15 Dionysiou Areopagitou,
Athens 117 42
Today, the New Acropolis Museum opens in Athens, Greece. It is positioned 300 metres from the Acropolis itself, so that visitors will be able to see it – the source of the objects before them – from the windows of the museum.
On display are seven collections, titled: The Acropolis Slopes (The Settlement; The Sanctuaries); The Acropolis During the Archaic Period (The Hekatompedon; The Ancient Temple; The Votives); The Parthenon (The Monument; The Metopes; The Pediments; The Frieze); Other Monuments of the Classical Acropolis (The Propylaia; The Temple of Athena Nike; The Erechtheion); The Sanctuary of Artemis Brauronia; The Votives of the Classical & Hellenistic Periods; The Votives of the Roman Periods. But there is one more component: metal ramps will take visitors to the ongoing excavation taking place at the museum’s lower levels. The excavation concerns an ancient Athenian neighbourhood, where houses, baths, shops, workshops and roads have been uncovered.
The building is designed by architect Bernard Tschumi of New York and Paris. It is near ten times the size of its 19th century predecessor, with 14,000 square metres of exhibition space. The building, although very modern, is intent to offer a “simple and precise museum with the mathematical clarity of ancient Greece.” The exhibits will operate largely on “ambient natural light,” which Tschumi says will complement the sculptures best. (The state-of-the-art glass will protect the displays from any ill-effects of heat and sun).

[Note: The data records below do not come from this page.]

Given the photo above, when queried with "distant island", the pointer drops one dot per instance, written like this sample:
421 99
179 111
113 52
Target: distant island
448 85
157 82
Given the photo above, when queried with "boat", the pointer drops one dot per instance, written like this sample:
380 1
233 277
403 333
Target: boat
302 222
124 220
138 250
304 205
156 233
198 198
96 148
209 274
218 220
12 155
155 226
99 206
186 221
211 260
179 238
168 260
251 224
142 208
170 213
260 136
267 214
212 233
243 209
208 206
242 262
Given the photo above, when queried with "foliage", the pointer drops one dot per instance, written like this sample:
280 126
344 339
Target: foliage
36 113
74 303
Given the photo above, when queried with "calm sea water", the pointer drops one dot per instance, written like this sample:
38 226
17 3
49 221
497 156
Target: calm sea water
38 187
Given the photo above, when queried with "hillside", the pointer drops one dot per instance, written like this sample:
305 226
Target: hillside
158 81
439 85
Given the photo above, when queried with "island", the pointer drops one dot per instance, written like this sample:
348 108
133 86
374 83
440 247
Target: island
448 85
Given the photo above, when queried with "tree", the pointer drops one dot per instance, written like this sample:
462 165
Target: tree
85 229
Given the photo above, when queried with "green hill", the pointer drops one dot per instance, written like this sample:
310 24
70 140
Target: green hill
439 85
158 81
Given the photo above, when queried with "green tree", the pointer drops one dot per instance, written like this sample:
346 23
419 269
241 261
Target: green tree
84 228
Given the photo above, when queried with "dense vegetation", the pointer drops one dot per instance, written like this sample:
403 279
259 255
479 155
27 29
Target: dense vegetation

The design of the museum is to “provide visitors with all the key information gleaned from the archaeological finds from the Acropolis.” It is also seen as a nationalistic statement. Antonis C. Samaras, Greek Minister of Culture, says the New Acropolas Musuem is “a whole nation’s duty to its cultural heritage” and a “part of our soul, of who we are…”
And this is where that old debate comes in: should the Elgin Marbles be repatriated or should they stay at the British Museum? The Frieze room at the New Acropolis Museum displays the marbles reproduced alongside those blocks still owned by the Greeks (which total 50 of the original 160 metres – the British Museum has 80). White-washed and indented against the wall, the reproductions are an aggressive demand to the British Museum to give the marbles back to Greece. Samaras also writes of his “anticipation that eventually – better sooner than later – they will be re-united in their birth place and in the integral form they were meant to be.”
This piece does not mean to express any opinions on the subject. For the debate, I suggest reading Huntley Dent’s “Reflections on the Elgin Marbles” (which argues for the repatriation of the Marbles) and Michael Miller’s” The Elgin Marbles: Another View” (which expresses the benefits of having them at the British Museum).
Elgin Marbles or no Elgin Marbles, the New Acropolis Museum offers an exciting new space for the visitor to observe, appreciate and learn from a wealth of exquisite objects, and do so in the vicinity of the geographical context that produced them.
From 21 June to 31 December 2009, tickets are €1.